Criteria for Spontaneous Bacterial Peritonitis (SBP)
The diagnosis of SBP is definitively established when the ascitic fluid polymorphonuclear (PMN) leukocyte count is greater than 250 cells/mm³, regardless of whether the ascitic fluid culture is positive or negative. 1
Diagnostic Criteria
Primary Diagnostic Criteria
- Ascitic fluid PMN count >250 cells/mm³ - This is the cornerstone of SBP diagnosis 1
- Positive ascitic fluid culture (typically monomicrobial) - While helpful for guiding antibiotic therapy, this is not required for diagnosis 1
Clinical Presentation
- Abdominal pain and tenderness on palpation (with or without rebound tenderness)
- Ileus
- Up to one-third of patients may be asymptomatic or present with only:
- Encephalopathy
- Acute kidney injury (AKI)
- Worsening liver function 1
Diagnostic Approach
When to Perform Diagnostic Paracentesis
Paracentesis should be performed in patients with cirrhosis and ascites in the following situations:
- At hospital admission (emergent) even without symptoms of infection 1
- When signs of infection are present (fever, abdominal pain)

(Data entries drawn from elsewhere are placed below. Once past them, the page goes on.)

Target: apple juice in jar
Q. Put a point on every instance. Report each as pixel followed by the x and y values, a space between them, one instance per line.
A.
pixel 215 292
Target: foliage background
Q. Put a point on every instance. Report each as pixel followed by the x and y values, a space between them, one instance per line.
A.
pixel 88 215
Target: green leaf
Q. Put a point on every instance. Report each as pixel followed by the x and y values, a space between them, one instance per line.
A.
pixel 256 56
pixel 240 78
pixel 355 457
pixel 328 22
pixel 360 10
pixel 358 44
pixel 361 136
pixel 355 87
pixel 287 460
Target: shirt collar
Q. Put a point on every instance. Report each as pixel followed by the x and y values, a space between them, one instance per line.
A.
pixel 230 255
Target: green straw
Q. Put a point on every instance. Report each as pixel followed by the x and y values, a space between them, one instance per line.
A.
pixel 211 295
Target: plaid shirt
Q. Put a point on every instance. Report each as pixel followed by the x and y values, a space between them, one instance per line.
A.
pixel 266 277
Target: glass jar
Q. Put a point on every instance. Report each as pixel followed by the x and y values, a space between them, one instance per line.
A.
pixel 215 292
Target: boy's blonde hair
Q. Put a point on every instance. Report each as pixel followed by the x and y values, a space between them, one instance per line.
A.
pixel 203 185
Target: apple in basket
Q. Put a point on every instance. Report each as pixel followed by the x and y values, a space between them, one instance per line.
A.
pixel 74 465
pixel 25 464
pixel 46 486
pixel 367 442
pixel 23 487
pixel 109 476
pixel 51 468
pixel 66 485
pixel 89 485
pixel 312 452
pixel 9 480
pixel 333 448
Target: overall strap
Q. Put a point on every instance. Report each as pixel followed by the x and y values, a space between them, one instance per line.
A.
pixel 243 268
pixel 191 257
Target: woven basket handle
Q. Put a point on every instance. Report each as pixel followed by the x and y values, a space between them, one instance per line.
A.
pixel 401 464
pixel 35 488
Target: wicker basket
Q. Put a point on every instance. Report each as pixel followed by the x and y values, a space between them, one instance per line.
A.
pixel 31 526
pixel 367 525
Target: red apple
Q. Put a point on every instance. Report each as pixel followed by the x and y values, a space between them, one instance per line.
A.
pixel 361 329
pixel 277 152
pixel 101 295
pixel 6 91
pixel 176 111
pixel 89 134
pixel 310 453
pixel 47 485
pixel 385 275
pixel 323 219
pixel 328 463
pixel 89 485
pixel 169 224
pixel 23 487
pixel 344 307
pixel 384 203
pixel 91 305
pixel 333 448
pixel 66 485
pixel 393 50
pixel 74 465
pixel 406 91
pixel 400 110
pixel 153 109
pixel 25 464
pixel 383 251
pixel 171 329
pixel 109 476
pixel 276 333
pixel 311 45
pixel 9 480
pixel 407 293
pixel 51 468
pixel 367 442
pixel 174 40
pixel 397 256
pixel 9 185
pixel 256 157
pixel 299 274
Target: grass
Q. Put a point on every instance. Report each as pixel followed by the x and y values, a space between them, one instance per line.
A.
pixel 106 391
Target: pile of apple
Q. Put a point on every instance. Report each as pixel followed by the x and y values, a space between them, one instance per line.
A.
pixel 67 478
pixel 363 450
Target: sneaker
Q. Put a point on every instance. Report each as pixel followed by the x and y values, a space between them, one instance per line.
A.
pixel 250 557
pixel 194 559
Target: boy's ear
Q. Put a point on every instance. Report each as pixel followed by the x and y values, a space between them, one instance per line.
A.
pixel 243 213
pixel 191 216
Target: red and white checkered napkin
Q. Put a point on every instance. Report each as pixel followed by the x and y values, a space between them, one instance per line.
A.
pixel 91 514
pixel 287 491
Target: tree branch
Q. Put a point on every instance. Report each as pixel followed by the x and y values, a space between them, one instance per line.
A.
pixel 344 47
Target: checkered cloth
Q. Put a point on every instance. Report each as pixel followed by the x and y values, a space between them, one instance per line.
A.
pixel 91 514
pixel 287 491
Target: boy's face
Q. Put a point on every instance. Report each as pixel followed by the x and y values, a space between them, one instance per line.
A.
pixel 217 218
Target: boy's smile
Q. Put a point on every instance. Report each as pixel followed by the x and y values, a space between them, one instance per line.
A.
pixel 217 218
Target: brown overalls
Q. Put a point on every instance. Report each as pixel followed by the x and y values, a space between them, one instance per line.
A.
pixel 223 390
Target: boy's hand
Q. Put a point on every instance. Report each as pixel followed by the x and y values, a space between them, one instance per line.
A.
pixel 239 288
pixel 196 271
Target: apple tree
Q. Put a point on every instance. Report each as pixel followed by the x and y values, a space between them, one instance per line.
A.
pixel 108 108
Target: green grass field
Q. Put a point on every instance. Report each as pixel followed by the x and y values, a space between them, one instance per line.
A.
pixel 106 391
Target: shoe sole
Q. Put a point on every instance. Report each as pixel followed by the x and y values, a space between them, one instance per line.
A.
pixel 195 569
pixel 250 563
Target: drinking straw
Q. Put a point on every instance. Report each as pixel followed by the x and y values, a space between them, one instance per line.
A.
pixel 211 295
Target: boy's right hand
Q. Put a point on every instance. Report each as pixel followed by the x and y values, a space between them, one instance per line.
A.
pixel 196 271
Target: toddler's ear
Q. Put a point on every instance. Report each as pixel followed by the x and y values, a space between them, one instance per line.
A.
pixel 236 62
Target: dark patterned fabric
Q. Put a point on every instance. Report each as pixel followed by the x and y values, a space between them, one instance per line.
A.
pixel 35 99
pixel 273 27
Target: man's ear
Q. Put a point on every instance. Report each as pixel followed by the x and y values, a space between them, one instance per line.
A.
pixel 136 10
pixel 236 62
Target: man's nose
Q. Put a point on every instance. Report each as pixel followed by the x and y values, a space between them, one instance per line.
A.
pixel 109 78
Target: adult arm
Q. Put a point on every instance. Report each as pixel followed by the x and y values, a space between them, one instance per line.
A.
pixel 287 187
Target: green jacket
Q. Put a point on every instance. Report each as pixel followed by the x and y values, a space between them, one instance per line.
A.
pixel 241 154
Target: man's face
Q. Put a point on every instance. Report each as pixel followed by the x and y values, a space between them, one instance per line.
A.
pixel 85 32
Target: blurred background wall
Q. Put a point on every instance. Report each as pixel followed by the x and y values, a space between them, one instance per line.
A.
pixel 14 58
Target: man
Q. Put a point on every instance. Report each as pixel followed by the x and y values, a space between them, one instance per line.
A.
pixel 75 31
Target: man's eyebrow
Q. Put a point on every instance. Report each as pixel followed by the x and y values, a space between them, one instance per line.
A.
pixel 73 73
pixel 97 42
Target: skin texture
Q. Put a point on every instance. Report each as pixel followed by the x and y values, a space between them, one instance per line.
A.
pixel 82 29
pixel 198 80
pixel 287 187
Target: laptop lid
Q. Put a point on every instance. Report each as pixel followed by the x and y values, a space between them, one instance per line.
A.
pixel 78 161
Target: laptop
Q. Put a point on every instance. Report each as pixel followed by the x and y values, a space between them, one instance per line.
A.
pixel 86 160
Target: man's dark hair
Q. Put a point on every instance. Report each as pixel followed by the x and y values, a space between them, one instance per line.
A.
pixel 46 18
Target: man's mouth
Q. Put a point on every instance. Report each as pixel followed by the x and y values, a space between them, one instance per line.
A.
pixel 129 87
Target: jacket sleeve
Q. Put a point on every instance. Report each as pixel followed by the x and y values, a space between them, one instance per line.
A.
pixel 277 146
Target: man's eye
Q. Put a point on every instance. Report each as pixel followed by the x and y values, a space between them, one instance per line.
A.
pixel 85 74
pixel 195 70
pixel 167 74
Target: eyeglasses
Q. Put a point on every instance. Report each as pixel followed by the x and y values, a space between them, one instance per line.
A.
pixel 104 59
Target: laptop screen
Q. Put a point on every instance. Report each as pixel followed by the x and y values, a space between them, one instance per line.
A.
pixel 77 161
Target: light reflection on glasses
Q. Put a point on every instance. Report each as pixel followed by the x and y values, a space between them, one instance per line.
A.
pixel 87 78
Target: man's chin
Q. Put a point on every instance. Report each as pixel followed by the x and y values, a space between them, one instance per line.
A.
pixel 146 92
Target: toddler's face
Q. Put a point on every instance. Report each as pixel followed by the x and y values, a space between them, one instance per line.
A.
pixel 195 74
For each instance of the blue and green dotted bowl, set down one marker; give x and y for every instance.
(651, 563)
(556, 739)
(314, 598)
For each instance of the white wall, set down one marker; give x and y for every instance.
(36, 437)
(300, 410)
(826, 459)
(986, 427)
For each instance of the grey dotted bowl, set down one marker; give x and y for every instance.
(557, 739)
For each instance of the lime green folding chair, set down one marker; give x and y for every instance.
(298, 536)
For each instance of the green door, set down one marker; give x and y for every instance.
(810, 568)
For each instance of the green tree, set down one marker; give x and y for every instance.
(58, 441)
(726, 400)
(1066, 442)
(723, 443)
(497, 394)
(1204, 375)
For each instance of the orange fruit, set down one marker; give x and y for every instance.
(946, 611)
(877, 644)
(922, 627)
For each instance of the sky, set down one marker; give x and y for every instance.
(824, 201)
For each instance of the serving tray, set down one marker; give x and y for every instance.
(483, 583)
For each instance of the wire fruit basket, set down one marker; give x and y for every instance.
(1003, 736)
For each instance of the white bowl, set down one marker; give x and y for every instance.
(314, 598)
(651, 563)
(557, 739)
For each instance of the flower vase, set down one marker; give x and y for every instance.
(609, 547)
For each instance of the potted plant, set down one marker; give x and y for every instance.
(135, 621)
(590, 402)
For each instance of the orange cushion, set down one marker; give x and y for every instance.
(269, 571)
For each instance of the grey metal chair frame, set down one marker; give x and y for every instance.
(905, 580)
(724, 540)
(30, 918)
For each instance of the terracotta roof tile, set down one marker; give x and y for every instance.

- With gastrointestinal bleeding
- With shock or signs of systemic inflammation
- With worsening liver or renal function
- With hepatic encephalopathy 1
Proper Technique
- Collect ascitic fluid for cell count and culture before starting antibiotics 1
- Bedside inoculation of at least 10 mL of ascitic fluid into blood culture bottles increases culture sensitivity to >90% 1
- Obtain simultaneous blood cultures to increase the possibility of isolating the causative organism 1
Related Variants and Differential Diagnosis
Bacterascites
Spontaneous Bacterial Pleural Empyema (SBPE)
- Infection of pre-existing hepatic hydrothorax
- Diagnostic criteria:
- Positive pleural fluid culture and PMN count >250 cells/mm³, OR
- Negative pleural fluid culture and PMN count >500 cells/mm³
- Absence of pneumonia 1
Secondary Bacterial Peritonitis
Must be distinguished from SBP as it requires surgical intervention. Suspect when:
- Multiple organisms on ascitic culture
- Very high ascitic neutrophil count
- High ascitic protein concentration (>1 g/dL)
- At least two of the following:
- Ascitic total protein >1 g/dL
- Lactate dehydrogenase (LDH) > upper limit of normal for serum
- Glucose <50 mg/dL 1
- Inadequate response to antibiotic therapy 1
Common Pitfalls and Caveats
Delayed diagnosis: SBP can be asymptomatic in up to one-third of patients. Always perform diagnostic paracentesis in hospitalized cirrhotic patients with ascites, even without symptoms 1
Culture-negative SBP: Many cases of SBP have negative cultures despite PMN count >250/mm³. These should still be treated as SBP 1
Delayed treatment: Mortality increases by 10% for every hour's delay in initiating antibiotics in patients with cirrhosis and septic shock 1
Misdiagnosis of secondary peritonitis: Failure to identify secondary peritonitis requiring surgical intervention can lead to poor outcomes. Consider secondary peritonitis when multiple organisms are present or when there's inadequate response to therapy 1
Failure to obtain cultures: Always obtain ascitic fluid cultures before starting antibiotics to guide therapy, especially given the increasing prevalence of multidrug-resistant organisms 1
Relying only on automated cell counters: While automated counts can be used, microscopic examination remains the gold standard for PMN determination 1
By following these criteria and diagnostic approaches, SBP can be promptly diagnosed and treated, significantly improving patient outcomes and reducing mortality.